The new exhibition project at Sanatorium urges audiences to make a new discovery in their lives. First, this exhibition looks like a conventional contemporary art exhibition, however scrutinizing the works become a discovery of mysterious endeavor.

The mystery in this exhibition first comes with its main theme, which suggests that, “everything is part of a process.” The exhibition titled “Re-DeGeneration” questions the regenerative process, which is the result of a degenerative process.

The works show how the systems, structures of things, images, in short everything in life can degenerate and re-degenerate within time and also how this becomes a process. This approach awakens a discovery process in audiences. However, the process leads to another new discovery and as the title suggests, “Re-DeGeneration” starts.

The discovery that the audience may experience more or less resembles a theme from a Charles Baxter book. Baxter’s characters awaken their awareness in the world with new discoveries. They hail from various strata of life.

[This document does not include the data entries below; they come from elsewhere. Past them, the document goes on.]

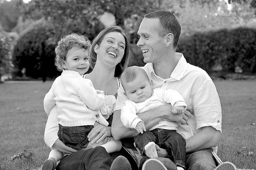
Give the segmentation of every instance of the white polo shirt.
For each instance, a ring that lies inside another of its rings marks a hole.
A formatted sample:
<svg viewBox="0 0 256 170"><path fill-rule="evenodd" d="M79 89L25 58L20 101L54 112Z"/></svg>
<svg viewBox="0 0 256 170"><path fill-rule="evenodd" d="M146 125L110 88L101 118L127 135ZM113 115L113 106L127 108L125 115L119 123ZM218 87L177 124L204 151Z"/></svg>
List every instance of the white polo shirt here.
<svg viewBox="0 0 256 170"><path fill-rule="evenodd" d="M153 63L147 63L142 68L153 81L153 88L175 90L184 98L187 110L193 116L185 125L180 124L177 132L185 139L203 127L212 126L221 132L221 107L212 80L205 71L187 62L182 53L176 54L179 61L170 78L163 79L156 75ZM122 87L118 91L116 110L121 110L128 99Z"/></svg>

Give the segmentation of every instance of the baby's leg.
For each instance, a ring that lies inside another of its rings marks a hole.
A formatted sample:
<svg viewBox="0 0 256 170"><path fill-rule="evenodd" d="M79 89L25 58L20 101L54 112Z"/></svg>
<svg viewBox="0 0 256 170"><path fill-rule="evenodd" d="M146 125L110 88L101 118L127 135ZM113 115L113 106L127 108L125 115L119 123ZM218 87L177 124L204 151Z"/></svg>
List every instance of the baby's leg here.
<svg viewBox="0 0 256 170"><path fill-rule="evenodd" d="M50 152L48 159L52 157L55 159L56 162L60 160L64 154L62 152L58 150L52 150Z"/></svg>
<svg viewBox="0 0 256 170"><path fill-rule="evenodd" d="M120 151L122 148L122 143L120 140L115 140L112 136L107 136L99 143L92 144L89 142L86 149L91 149L100 146L104 147L107 152L110 153Z"/></svg>
<svg viewBox="0 0 256 170"><path fill-rule="evenodd" d="M42 170L54 170L57 166L57 162L60 160L63 154L58 150L52 150L50 152L48 159L43 164Z"/></svg>
<svg viewBox="0 0 256 170"><path fill-rule="evenodd" d="M116 140L112 136L109 137L109 140L100 146L104 147L109 153L118 152L122 148L122 142L120 140Z"/></svg>

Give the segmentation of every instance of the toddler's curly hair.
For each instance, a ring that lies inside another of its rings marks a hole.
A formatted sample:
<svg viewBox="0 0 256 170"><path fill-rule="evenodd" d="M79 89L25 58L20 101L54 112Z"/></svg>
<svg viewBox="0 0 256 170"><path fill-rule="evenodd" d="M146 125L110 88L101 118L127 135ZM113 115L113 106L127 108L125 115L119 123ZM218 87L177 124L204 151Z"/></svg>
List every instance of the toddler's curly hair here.
<svg viewBox="0 0 256 170"><path fill-rule="evenodd" d="M62 67L63 61L66 58L68 50L74 47L89 50L91 46L91 42L83 35L72 33L64 35L57 43L55 48L55 65L57 69L61 71L64 69Z"/></svg>

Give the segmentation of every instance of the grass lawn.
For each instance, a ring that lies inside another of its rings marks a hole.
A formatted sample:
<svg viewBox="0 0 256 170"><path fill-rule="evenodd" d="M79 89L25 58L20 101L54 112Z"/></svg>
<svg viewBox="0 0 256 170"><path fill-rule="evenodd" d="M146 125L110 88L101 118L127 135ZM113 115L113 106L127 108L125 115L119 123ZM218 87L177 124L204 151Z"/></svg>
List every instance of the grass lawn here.
<svg viewBox="0 0 256 170"><path fill-rule="evenodd" d="M52 83L0 84L0 170L36 169L47 158L43 100ZM238 168L256 169L256 80L214 83L222 109L217 154ZM32 158L11 160L24 150Z"/></svg>

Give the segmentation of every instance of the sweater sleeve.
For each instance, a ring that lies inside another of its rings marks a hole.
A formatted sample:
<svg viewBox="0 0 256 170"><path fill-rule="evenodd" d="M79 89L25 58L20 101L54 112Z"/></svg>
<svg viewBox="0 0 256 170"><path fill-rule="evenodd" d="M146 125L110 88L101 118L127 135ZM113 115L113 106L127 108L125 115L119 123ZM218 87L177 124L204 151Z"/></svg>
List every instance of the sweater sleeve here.
<svg viewBox="0 0 256 170"><path fill-rule="evenodd" d="M57 107L55 105L51 110L50 114L45 125L44 130L44 141L45 143L50 148L54 144L56 140L59 138L58 132L59 131L59 115L57 110Z"/></svg>
<svg viewBox="0 0 256 170"><path fill-rule="evenodd" d="M185 106L185 109L187 109L187 104L184 99L177 91L172 89L159 89L159 90L161 91L160 93L162 94L161 96L164 101L168 103L170 103L173 108L175 106Z"/></svg>
<svg viewBox="0 0 256 170"><path fill-rule="evenodd" d="M136 126L139 122L143 122L137 115L135 106L130 100L126 100L125 106L121 108L120 118L125 127L133 129L135 129Z"/></svg>
<svg viewBox="0 0 256 170"><path fill-rule="evenodd" d="M50 111L53 107L56 104L56 101L54 100L56 97L54 94L54 82L52 85L52 87L47 93L44 99L44 110L49 116Z"/></svg>
<svg viewBox="0 0 256 170"><path fill-rule="evenodd" d="M80 82L78 92L78 95L88 108L93 110L99 109L105 104L104 95L97 94L96 90L90 83L89 80L83 80L84 81Z"/></svg>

The exhibition creates awareness and leads audiences to a discovery in their lives first by making them realize that everything in life is a process. All the artists in the exhibition, including Yeni Anıt, Elif Çelebi, Orhan Cem Çetin, İnsel İnal, Ferhat Özgür, Çağrı Saray and Rıfat Şahiner, are inter-disciplinary artists. They work with images, photographs, videos, installations and they can make themselves exist in every kind of art discipline and they by themselves make their marks by making their own discoveries in their art style and life.

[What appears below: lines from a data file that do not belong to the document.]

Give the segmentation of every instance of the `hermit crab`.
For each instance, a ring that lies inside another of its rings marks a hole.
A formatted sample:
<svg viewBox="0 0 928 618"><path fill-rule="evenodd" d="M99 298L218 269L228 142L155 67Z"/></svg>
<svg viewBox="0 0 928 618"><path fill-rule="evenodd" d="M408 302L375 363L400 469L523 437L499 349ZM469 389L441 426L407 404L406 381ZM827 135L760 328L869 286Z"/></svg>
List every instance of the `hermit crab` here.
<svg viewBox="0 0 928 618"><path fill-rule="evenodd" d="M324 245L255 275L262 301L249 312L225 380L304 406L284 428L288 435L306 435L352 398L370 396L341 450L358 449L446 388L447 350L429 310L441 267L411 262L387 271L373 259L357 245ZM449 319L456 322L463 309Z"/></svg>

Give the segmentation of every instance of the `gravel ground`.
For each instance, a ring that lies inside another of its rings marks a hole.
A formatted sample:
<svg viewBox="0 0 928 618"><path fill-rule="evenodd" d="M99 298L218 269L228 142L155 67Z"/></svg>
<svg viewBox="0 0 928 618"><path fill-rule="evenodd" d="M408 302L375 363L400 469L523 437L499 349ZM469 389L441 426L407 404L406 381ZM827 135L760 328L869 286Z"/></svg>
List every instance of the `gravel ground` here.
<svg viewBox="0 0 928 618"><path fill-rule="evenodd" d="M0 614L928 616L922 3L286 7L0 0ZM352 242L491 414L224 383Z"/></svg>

This is related to the re-degenerative process that the exhibition aims to enlighten viewers about.

“All of the works here in this exhibition have a political and poetic existence and all of the artist are inter-disciplinary artists,” said Fırat Arapoğlu, the curator of the exhibition.

While the technical features in the works differ from graffiti, stencil, painting, photography, video art, the “words” and “meanings” differ in terms of philosophical angles and approaches.

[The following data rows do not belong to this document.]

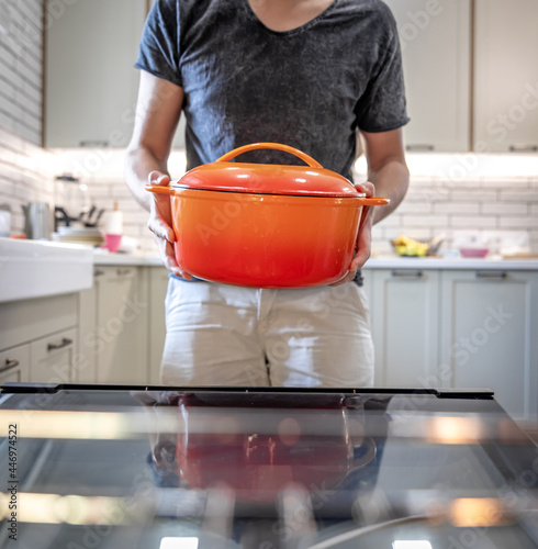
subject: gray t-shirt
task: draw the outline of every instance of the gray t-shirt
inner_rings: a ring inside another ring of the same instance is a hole
[[[335,0],[288,32],[266,27],[248,0],[157,0],[135,66],[183,88],[188,169],[278,142],[351,179],[357,130],[408,121],[396,25],[381,0]],[[274,150],[238,159],[303,164]]]

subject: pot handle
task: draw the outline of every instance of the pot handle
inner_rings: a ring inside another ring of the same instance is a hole
[[[314,158],[309,156],[306,153],[303,153],[298,148],[290,147],[289,145],[282,145],[280,143],[251,143],[250,145],[244,145],[243,147],[234,148],[229,153],[226,153],[225,155],[221,156],[221,158],[217,158],[215,163],[227,163],[232,158],[235,158],[236,156],[242,155],[243,153],[248,153],[249,150],[258,150],[260,148],[283,150],[284,153],[290,153],[301,158],[301,160],[307,164],[311,168],[323,168],[323,166],[317,160],[314,160]]]
[[[360,203],[365,206],[369,205],[386,205],[390,204],[389,199],[382,199],[381,197],[366,197],[363,199],[360,199]]]
[[[168,186],[162,187],[160,184],[146,184],[144,189],[149,192],[156,192],[157,194],[169,194],[170,197],[173,194],[173,189],[170,189]]]

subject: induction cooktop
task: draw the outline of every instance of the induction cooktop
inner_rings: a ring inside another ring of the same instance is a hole
[[[0,417],[2,548],[538,547],[486,390],[7,383]]]

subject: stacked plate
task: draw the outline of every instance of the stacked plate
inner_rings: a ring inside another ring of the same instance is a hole
[[[72,228],[58,227],[57,233],[53,233],[54,242],[70,244],[85,244],[87,246],[101,246],[104,238],[98,228]]]

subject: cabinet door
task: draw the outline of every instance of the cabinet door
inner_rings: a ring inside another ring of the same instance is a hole
[[[477,150],[538,152],[538,2],[477,0]]]
[[[45,143],[124,147],[138,89],[145,0],[58,2],[47,29]]]
[[[470,0],[385,0],[402,45],[410,150],[470,146]]]
[[[148,300],[144,269],[99,267],[96,292],[97,381],[148,383]]]
[[[149,382],[160,383],[160,361],[165,347],[165,298],[169,271],[165,267],[149,268]]]
[[[30,381],[29,371],[29,345],[20,345],[0,352],[0,384],[7,381]]]
[[[372,334],[377,386],[424,388],[436,376],[437,271],[376,270]]]
[[[66,329],[30,344],[30,381],[74,383],[77,330]]]
[[[537,412],[538,273],[442,273],[441,362],[457,388],[489,388],[516,419]]]

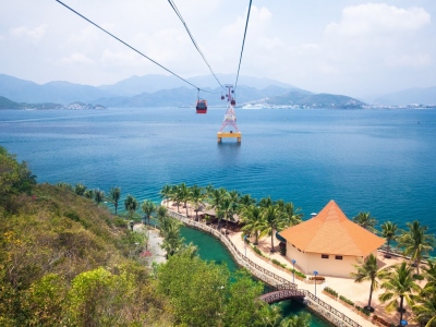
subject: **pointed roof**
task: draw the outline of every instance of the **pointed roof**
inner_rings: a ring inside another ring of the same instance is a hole
[[[302,252],[362,257],[386,242],[348,219],[332,199],[314,218],[279,234]]]

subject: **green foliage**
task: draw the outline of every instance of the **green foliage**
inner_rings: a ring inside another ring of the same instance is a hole
[[[289,318],[284,318],[279,327],[310,327],[312,317],[308,313],[300,313]]]
[[[252,249],[253,249],[253,251],[254,251],[256,254],[258,254],[258,255],[261,255],[261,256],[265,256],[264,253],[263,253],[261,250],[258,250],[257,246],[254,246],[254,245],[253,245]]]
[[[324,288],[324,291],[326,291],[327,293],[329,293],[329,294],[331,294],[331,295],[334,295],[334,296],[338,296],[338,292],[337,291],[335,291],[334,289],[331,289],[331,288]]]
[[[255,301],[263,286],[246,271],[230,282],[229,269],[206,263],[189,251],[158,267],[158,290],[167,294],[182,326],[262,326],[268,305]]]
[[[350,304],[350,305],[354,305],[354,302],[353,302],[353,301],[347,299],[347,298],[343,296],[343,295],[339,295],[339,299],[340,299],[341,301],[343,301],[343,302]]]
[[[275,264],[275,265],[277,265],[277,266],[280,266],[280,267],[282,267],[282,268],[286,268],[287,267],[287,265],[286,264],[282,264],[282,263],[280,263],[278,259],[271,259],[271,262],[272,262],[272,264]]]
[[[0,146],[0,203],[4,209],[14,210],[14,197],[21,193],[31,194],[36,184],[36,175],[32,174],[27,162],[16,161],[16,156],[10,155]]]

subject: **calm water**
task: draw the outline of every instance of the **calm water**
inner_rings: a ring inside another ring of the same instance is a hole
[[[213,261],[218,264],[226,264],[230,271],[234,272],[238,265],[228,252],[225,245],[210,234],[204,233],[196,229],[182,227],[182,237],[185,238],[185,243],[194,243],[198,247],[198,255],[205,261]],[[283,316],[294,315],[302,312],[311,313],[304,304],[295,301],[282,301],[278,304],[282,310]],[[325,320],[316,315],[312,315],[311,327],[328,327],[330,326]]]
[[[436,231],[436,110],[237,110],[242,144],[218,145],[225,109],[0,111],[0,145],[39,182],[83,182],[159,201],[166,184],[213,183],[292,201],[306,217],[335,199]]]
[[[223,113],[5,110],[0,145],[28,161],[38,182],[121,186],[123,197],[156,202],[166,183],[213,183],[292,201],[306,217],[335,199],[349,218],[371,211],[379,222],[419,219],[436,231],[436,110],[238,110],[242,144],[218,145]],[[218,241],[183,235],[203,258],[235,269]]]

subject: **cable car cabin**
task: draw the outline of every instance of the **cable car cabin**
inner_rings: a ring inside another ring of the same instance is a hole
[[[207,112],[207,101],[206,100],[197,100],[197,106],[195,107],[197,113],[206,113]]]

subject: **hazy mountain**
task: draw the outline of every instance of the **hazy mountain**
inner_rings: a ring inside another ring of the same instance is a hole
[[[234,83],[233,75],[218,74],[221,83]],[[220,99],[223,89],[213,75],[189,78],[190,83],[202,87],[199,97],[209,106],[223,106]],[[226,81],[226,82],[225,82]],[[208,93],[210,92],[210,93]],[[36,84],[4,74],[0,75],[0,96],[16,102],[58,102],[68,105],[75,101],[99,104],[106,107],[159,107],[195,106],[197,90],[174,76],[132,76],[113,85],[94,87],[69,82]],[[235,89],[238,106],[246,102],[262,102],[271,106],[298,105],[305,107],[359,107],[356,99],[346,96],[312,94],[308,90],[268,78],[240,76]]]
[[[234,84],[237,78],[235,75],[231,74],[217,74],[216,76],[222,86],[226,86],[226,84]],[[219,88],[218,92],[223,92],[213,75],[195,76],[186,78],[186,81],[199,88]],[[251,76],[240,76],[238,84],[238,88],[240,86],[249,86],[257,89],[267,87],[279,87],[281,89],[295,88],[294,86],[279,81]],[[155,93],[161,89],[171,89],[183,86],[190,87],[185,82],[175,76],[150,74],[144,76],[135,75],[112,85],[101,85],[98,88],[105,92],[110,92],[114,96],[134,96],[142,93]]]
[[[375,97],[370,101],[374,105],[396,105],[396,106],[405,106],[405,105],[436,105],[436,86],[421,88],[413,87],[403,89],[397,93],[391,93],[383,96]]]
[[[13,76],[0,74],[0,96],[16,102],[59,102],[70,104],[76,100],[92,101],[111,95],[89,85],[69,82],[36,84]]]
[[[114,96],[134,96],[182,86],[186,86],[186,83],[175,76],[150,74],[145,76],[134,75],[112,85],[101,85],[98,88]]]
[[[313,94],[304,89],[294,89],[279,96],[272,96],[257,101],[250,101],[251,105],[261,104],[263,106],[295,106],[305,108],[344,108],[359,109],[365,106],[364,102],[332,94]]]

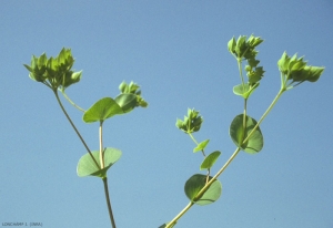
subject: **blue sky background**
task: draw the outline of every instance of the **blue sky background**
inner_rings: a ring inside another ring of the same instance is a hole
[[[193,207],[176,227],[332,228],[333,2],[317,1],[2,1],[0,8],[0,222],[43,227],[110,227],[102,182],[77,176],[85,153],[47,86],[28,77],[23,63],[65,46],[83,70],[69,96],[88,108],[138,82],[149,108],[104,124],[104,145],[120,148],[109,172],[118,227],[159,227],[185,205],[185,180],[200,173],[200,154],[175,127],[188,107],[204,118],[198,141],[221,151],[213,173],[235,146],[229,125],[243,102],[226,43],[259,35],[266,71],[249,102],[259,120],[280,89],[276,62],[286,51],[326,66],[316,83],[285,93],[261,129],[261,153],[240,153],[219,178],[223,193]],[[98,124],[65,103],[92,149]]]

Each word, meaning, image and photograph in the exhibition is part of a process. Artists and audiences also become a part of this.

[HH] Discoveries of artists

How artists come to make discoveries via their artistic disciplines is a tricky question. However, it is also an understandable way to scrutinize their works.

Rıfat Şahiner’s work, “un-settlement,” suggests how a city is an unsettled “venue” for its locals and immigrants. Şahiner wrote about his work: “Deleuze and Guattari, in their work titled ‘Capitalism and Schizophrenia,’ suggest that capitalism as a system creates the action of ‘deterritorialization.’ This results in capitalistic structures and associations, created with the cultural intentions, being destroyed with unsettlement. This will cause a gap that only the capitalist system can fill. Because capitalism, in the end, is just a system and it needs some kind of concepts and groupings in society in order to exist. That’s why it creates new groupings and concepts such as the ‘modern family,’ a ‘new government,’ and ‘Moderate Islam.’”

Şahiner, later on, suggests that “in this context, after a closed, authoritative system in the period of the 1980s, Turkey turned its face to a more capitalistic and competitive period and urban transformation, and migration from rural regions to cities started to increase the population in the main production centers. This caused new cultural and sociological trends. This also led to the creation of shanty towns and ‘poor’ areas in the city.”

Şahiner makes audiences “discover” this situation via his photograph series, which shows the Yeşilköy district of Istanbul. His photographs not only show audiences how Istanbul has changed over several years, but also how the culture of the city was affected by this change. The new-born cultural trends and new settlements yet once again make a discovery of the “new” city that we do not know.

Orhan Cem Çetin’s work shows how the generations are related to each other in the same family. The photo that he took at his mother’s home is the place that he spent his childhood. His main concern is to create an “event” about regeneration and degeneration, and so he created the same scene years later. His re-discovery of his childhood scene and making this a piece of art makes audiences re-discover feelings and maybe their own childhood. As Hans George Gadamer suggests, “When we see a piece of art work, it infuses with us and rather than leaving home we come home.”

For this “peculiar” piece of art work, Çetin wrote in his blog: “That is why I wanted to create this scene years later, with mom, out of whose flesh I was generated. The art bit aside, we enjoyed the whole process thoroughly!”